15) In a declaration reiterating her complaint, plaintiff, without any showing of personal knowledge, averred that Epson and Hillseth .had placed a tap on the electronic mail gateway where [Epson's] mainframe computer interfaced with the outside MCI E-Mail communications service.. In a responsive declaration, Hillseth stated that in the summer of 1989 Epson began to equip and train its employees with special .Gateway. hardware and software that allowed Epson's internal e-mail system to access the external, MCI telephonic e-mail system. The Gateway system automatically logged messages sent and received, and could be directed also to .download. the messages to Epson's computer. The system was installed and maintained with this feature activated, to allow technical troubleshooting of the e-mail system. Downloaded messages were automatically erased as new ones were entered. Hillseth declared that he worked with the message file to assist users with problems they reported; in doing so, he printed out and flipped through copies of the messages, to find and read those with which problems were being experienced.
16) The foregoing facts do not present a triable issue that Hillseth or Epson violated Penal Code section 631 (section 631). Section 631 essentially proscribes (1) tapping telephone lines, (2) making unauthorized connections with them, or (3) reading or attempting to learn the contents of a communication, without consent of all parties or in any unauthorized manner, while it is passing over a wire or is being sent from or received at any place in California. (631, subd. (a); Roaers v. Ulrich (1975) 52 Cal.App.3d 894, 898; see Ribas v. Clark (1985) 38 Cal.3d 355, 359-360.). [FN4] Neither plaintiff's nor Hillseth's declarations reflected any tapping or unauthorized connection with a telephone line; the only such line in question -- if any -- was MCI's outside transmission line. And as to the third prohibition, downloading of messages into storage by Epson's computer software did not constitute reading them or attempting to learn their contents. (See Rogers v. Ulrich, supra, at p. 898; cf. People v. Wilson (1971) 17 Cal.App.3d 598, 603.)
FN4. Section 631 was repealed and reenacted without substantive change effective January 1, 1994. The version applicable to the events in suit has been noted for its ambiguity. (E.g., Warden v. Kahn (1979) 99 Cal.App.3d 805, 811.)
17) Plaintiff also sought to bring her complaint about the downloading within other public policy sources. None of these applied either. Penal Code section 632, subdivision (a) prohibits eavesdropping on or recording confidential communications, as defined in Penal Code section 632, subdivision (c), by means of any electronic amplifying or recording device. We do not construe the latter subdivision as rendering e-mail messages sent or received as part of Epson's business .confidential. as to Epson itself. (Cf. People v. Soles (1977) 68 Cal.App.3d 418, 421.) Moreover, Penal Code section 630 and Article I, section 1 of the California Constitution, which more generally declare rights of privacy, cannot reasonably be read to protect against business place conduct that does not violate the particular proscriptions of the adjacent Invasion of Privacy Act sections.

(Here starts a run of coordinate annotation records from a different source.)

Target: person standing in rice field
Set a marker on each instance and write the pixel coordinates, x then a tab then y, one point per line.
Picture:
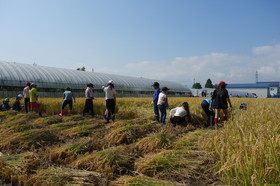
110	98
68	98
34	104
26	96
5	105
89	100
155	100
16	106
163	104
220	99
207	108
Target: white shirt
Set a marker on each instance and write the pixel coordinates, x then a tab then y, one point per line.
109	93
89	93
179	111
26	92
161	98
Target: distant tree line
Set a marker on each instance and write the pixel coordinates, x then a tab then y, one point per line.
208	84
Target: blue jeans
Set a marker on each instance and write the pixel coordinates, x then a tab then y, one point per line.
162	109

18) Plaintiff's first cause of action therefore was properly subject to summary adjudication. Epson having sought such adjudication as well as summary judgment, we may and shall direct entry of a corresponding order. (See White Motor Corp. v. Teresinski (1989) 214 Cal.App.3d 754, 764, fn. 17.)
19) The judgment is reversed. On remand, the trial court shall enter a new order (a) summarily adjudicating that plaintiff's first cause of action has no merit and (b) denying defendant's motion for summary judgment, etc., in all other respects. The parties shall bear their own costs.